ICH M9はバイオウェーバーについてのガイドラインです。バイオウェーバーは医薬品の溶出特性で同等性試験を代替する方法を指します。in vivoの同等性研究を減らし、in vitroのデータで血中濃度の同等性を評価できる方法を提供します。

バイオウェーバーでは、まず有効成分を溶解性と膜透過性により4クラスに分類します。即放経口剤のうち、クラス1(溶解性も膜透過性も高い)とクラス3(溶解性が高く、膜透過性は低い)の有効成分を持つものがバイオウェーバーの対象となります。塩となる金属が異なっていてもバイオウェーバーの対象とすることが出切る場合もあるようです。エステルや異性体間でのバイオウェーバーはできないとされています。プロドラッグはプロドラッグのまま吸収されるのであればバイオウェーバーの対象にできます。
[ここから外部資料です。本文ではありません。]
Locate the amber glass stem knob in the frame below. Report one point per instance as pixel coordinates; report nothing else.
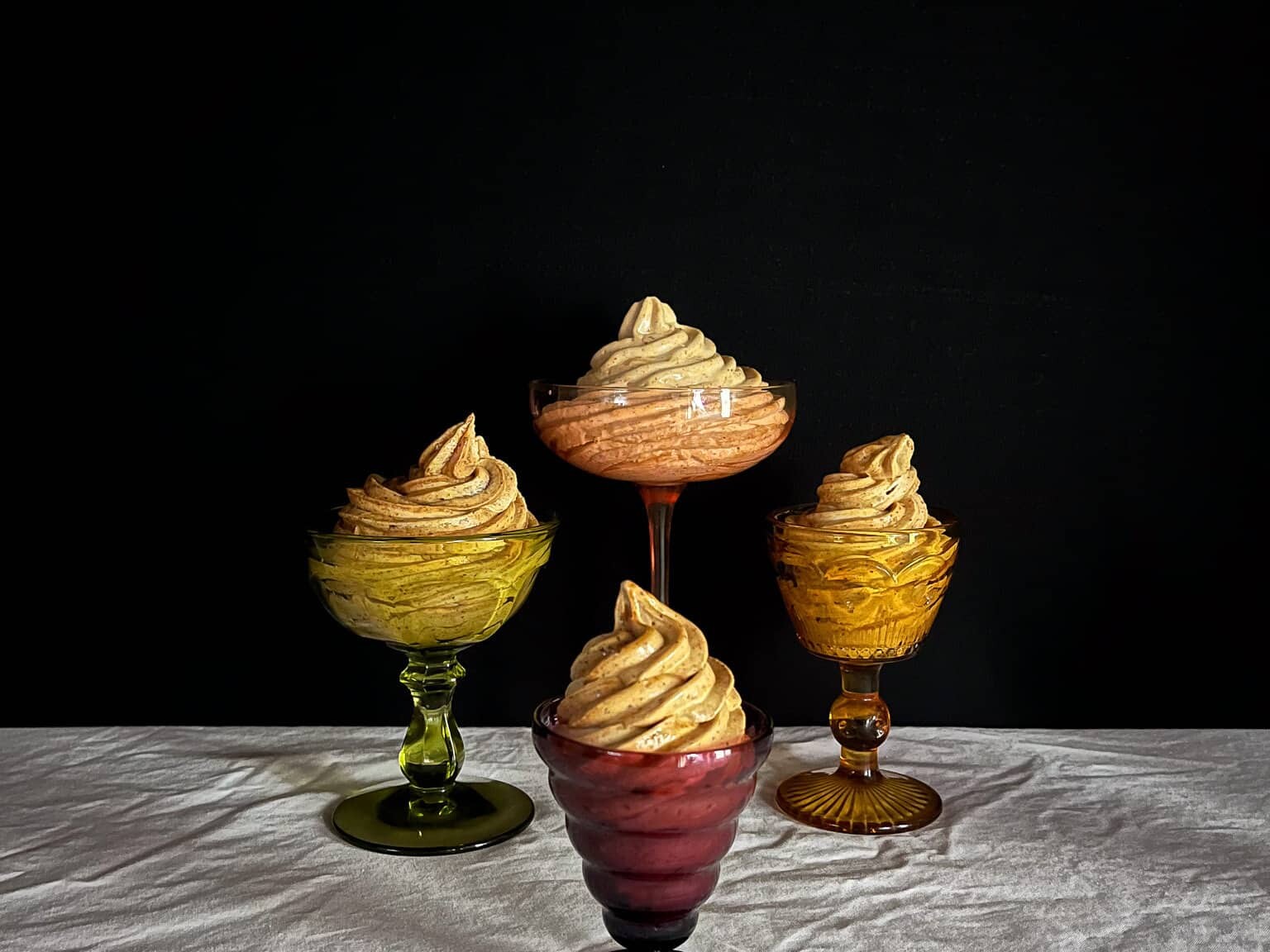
(860, 721)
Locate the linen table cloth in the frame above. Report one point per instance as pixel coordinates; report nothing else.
(208, 840)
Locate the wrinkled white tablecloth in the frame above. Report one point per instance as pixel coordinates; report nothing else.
(189, 840)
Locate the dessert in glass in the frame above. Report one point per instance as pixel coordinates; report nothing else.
(661, 407)
(862, 574)
(653, 757)
(431, 565)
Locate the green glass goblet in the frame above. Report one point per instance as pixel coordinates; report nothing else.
(429, 598)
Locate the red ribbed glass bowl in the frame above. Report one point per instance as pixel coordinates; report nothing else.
(652, 829)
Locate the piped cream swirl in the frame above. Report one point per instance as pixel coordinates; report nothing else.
(678, 412)
(456, 489)
(651, 684)
(876, 488)
(653, 350)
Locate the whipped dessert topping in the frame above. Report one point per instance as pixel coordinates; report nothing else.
(653, 350)
(651, 684)
(456, 489)
(876, 488)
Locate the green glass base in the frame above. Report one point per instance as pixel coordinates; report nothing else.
(475, 815)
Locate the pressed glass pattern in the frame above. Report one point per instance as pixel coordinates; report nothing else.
(429, 598)
(652, 829)
(862, 598)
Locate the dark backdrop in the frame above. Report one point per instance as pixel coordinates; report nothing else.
(336, 234)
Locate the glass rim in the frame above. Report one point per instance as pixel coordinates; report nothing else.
(763, 729)
(779, 516)
(550, 525)
(544, 383)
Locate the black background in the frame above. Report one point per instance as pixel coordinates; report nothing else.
(331, 235)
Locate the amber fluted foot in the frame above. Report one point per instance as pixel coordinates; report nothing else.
(857, 797)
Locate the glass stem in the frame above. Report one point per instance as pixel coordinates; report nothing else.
(659, 504)
(432, 753)
(860, 720)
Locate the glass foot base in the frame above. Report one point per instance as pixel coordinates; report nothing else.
(476, 815)
(834, 800)
(649, 932)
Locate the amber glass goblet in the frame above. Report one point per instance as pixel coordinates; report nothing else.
(429, 598)
(652, 829)
(661, 440)
(862, 599)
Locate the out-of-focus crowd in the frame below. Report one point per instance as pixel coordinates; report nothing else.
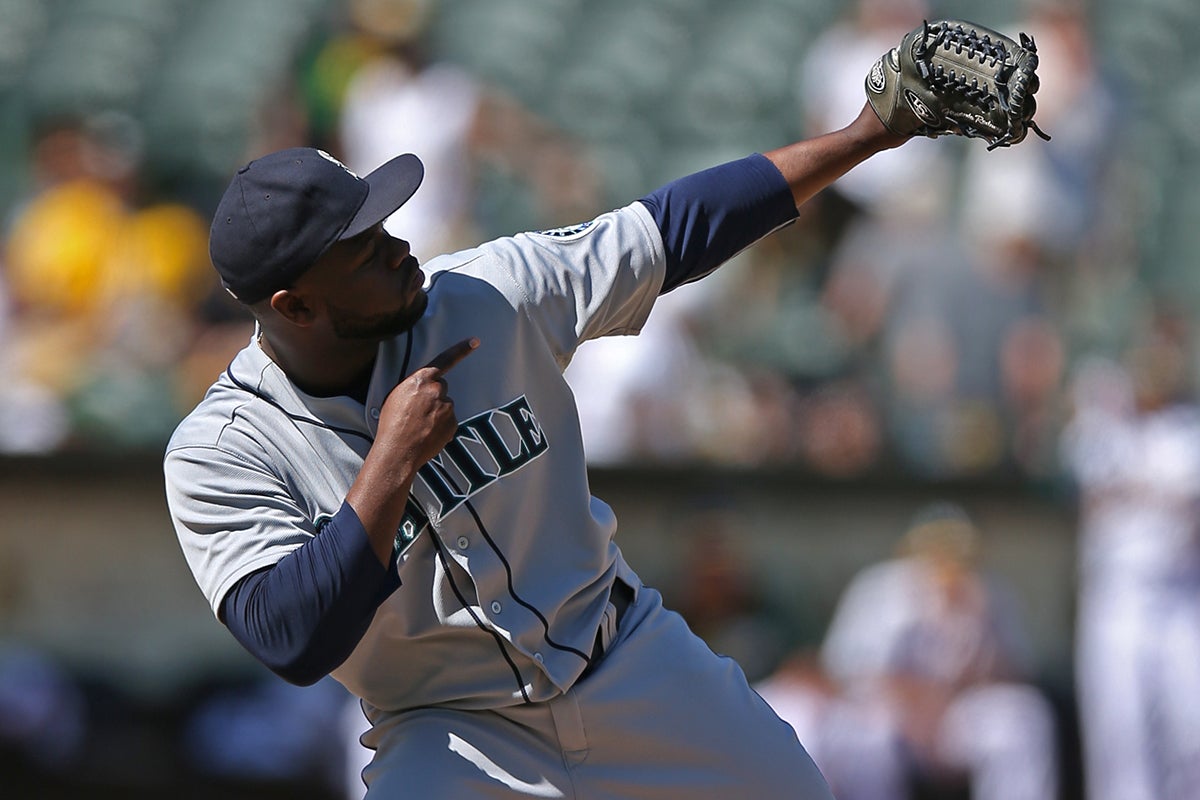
(925, 314)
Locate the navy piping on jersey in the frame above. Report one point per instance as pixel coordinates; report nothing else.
(499, 641)
(711, 216)
(508, 570)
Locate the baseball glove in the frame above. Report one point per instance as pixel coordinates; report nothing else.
(953, 77)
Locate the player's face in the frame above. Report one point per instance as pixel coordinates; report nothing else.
(371, 287)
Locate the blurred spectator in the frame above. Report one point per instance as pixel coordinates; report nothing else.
(105, 287)
(852, 741)
(1134, 449)
(43, 710)
(719, 596)
(269, 732)
(1043, 203)
(936, 644)
(401, 100)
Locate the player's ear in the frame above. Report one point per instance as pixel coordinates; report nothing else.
(292, 306)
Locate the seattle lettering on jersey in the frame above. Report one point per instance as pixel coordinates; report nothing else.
(485, 449)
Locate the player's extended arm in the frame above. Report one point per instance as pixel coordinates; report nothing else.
(813, 164)
(708, 217)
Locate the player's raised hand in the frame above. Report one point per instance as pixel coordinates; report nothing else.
(418, 419)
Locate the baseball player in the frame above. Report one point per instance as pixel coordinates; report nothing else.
(388, 483)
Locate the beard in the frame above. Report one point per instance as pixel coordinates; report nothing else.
(378, 326)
クラス分類における溶解性の評価は、pH1.2~6.8、37℃で250mlに完全に溶けるかどうかであるとされています。最低でも3つのpHで評価し、最も溶解性の低いpHでの状態で評価します。吸収が起こるとされる時間スケールでの溶解性を評価し、測定は最低3回繰り返します。膜透過性はヒトでの薬物動態研究殻表あkし、バイオアベイラビリティが85%以上のものを膜透過性が高いと評価します。評価には酸化物や抱合体を加えた値を用いることができます。バイオアベイラビリティの値は文献から推定しても、Caco-2細胞での膜透過性試験で評価してもよいとされています。膜透過性評価では、消化管内での有効成分の安定性も重要な要素となり、消化管内液を模した液中において37℃で10%以上分解しないことを確認しておく必要があります。

バイオウェーバーの適格性として、最高用量の同等性試験を実施した場合に、他の用量でバイオウェーバーを用いることができるとされています。水で服用する製剤のみに適用可能で、バッカル錠や舌下錠は対象となりません。添加剤にも適格性条件があり、添加剤に差がある場合にはバイオウェーバーを行う正当な理由が必要となります。特に糖アルコールや界面活性剤の吸収への影響を考慮します。皮膜や微量の成分は無視できる場合が多いとされています(このあたりは処方変更の生物学的同等性試験と類似していると思います)。